The computer readable storage medium may be a tangible device that can hold and store the instructions for use by the instruction execution device. The computer readable storage medium may be, for example, but not limited to, an electronic memory device, a magnetic memory device, an optical memory device, an electromagnetic memory device, a semiconductor memory device, or any suitable combination of the foregoing. More specific examples (a non-exhaustive list) of the computer readable storage medium would include the following: a portable computer diskette, a hard disk, a Random Access Memory (RAM), a Read-Only Memory (ROM), an erasable Programmable Read-Only Memory (EPROM or flash Memory), a Static Random Access Memory (SRAM), a portable Compact Disc Read-Only Memory (CD-ROM), a Digital Versatile Disc (DVD), a Memory stick, a floppy disk, a mechanical coding device, a punch card or an in-groove protrusion structure, for example, having instructions stored thereon, and any suitable combination of the foregoing.

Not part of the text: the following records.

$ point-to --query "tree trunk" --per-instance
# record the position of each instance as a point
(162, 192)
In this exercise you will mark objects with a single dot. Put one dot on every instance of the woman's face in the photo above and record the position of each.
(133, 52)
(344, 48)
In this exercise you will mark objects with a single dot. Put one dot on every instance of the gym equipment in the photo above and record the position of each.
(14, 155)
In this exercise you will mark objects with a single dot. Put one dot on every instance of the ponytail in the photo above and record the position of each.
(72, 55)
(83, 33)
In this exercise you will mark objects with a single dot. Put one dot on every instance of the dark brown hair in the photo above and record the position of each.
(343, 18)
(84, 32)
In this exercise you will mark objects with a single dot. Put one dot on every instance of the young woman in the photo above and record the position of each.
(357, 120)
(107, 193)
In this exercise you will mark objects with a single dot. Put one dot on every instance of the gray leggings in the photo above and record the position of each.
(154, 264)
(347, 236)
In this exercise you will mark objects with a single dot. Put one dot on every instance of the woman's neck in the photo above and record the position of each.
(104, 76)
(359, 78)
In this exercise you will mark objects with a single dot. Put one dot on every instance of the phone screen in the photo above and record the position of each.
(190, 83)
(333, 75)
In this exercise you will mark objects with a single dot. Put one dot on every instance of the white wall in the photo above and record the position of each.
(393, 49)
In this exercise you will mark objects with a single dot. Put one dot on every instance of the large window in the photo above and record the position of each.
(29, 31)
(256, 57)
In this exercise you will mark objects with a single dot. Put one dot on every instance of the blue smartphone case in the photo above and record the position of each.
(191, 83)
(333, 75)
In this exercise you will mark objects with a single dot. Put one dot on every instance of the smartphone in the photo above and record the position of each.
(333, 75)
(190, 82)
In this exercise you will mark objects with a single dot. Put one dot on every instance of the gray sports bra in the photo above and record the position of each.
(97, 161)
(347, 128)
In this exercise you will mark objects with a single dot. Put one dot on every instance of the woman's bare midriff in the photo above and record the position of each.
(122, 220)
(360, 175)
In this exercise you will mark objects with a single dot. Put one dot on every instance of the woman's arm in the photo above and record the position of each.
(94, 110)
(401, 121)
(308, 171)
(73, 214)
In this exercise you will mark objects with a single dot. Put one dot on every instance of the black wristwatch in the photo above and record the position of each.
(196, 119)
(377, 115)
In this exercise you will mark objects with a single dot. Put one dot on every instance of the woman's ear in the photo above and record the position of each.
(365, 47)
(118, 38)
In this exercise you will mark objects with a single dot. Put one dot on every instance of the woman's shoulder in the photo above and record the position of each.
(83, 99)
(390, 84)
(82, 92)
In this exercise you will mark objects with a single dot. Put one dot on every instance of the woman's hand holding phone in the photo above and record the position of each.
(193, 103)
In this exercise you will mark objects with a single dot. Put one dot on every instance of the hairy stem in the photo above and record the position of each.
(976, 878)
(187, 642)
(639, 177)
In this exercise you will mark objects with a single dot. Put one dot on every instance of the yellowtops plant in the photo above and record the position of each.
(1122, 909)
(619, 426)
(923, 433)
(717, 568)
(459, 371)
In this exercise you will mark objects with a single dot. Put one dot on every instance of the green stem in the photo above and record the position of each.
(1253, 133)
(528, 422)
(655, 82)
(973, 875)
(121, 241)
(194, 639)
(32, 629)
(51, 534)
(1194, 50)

The computer readable program instructions or code described herein may be downloaded to the respective computing/processing device from a computer readable storage medium, or to an external computer or external storage device via a network, such as the internet, a local area network, a wide area network, and/or a wireless network. The network may include copper transmission cables, fiber optic transmission, wireless transmission, routers, firewalls, switches, gateway computers and/or edge servers. The network adapter card or network interface in each computing/processing device receives computer-readable program instructions from the network and forwards the computer-readable program instructions for storage in a computer-readable storage medium in the respective computing/processing device.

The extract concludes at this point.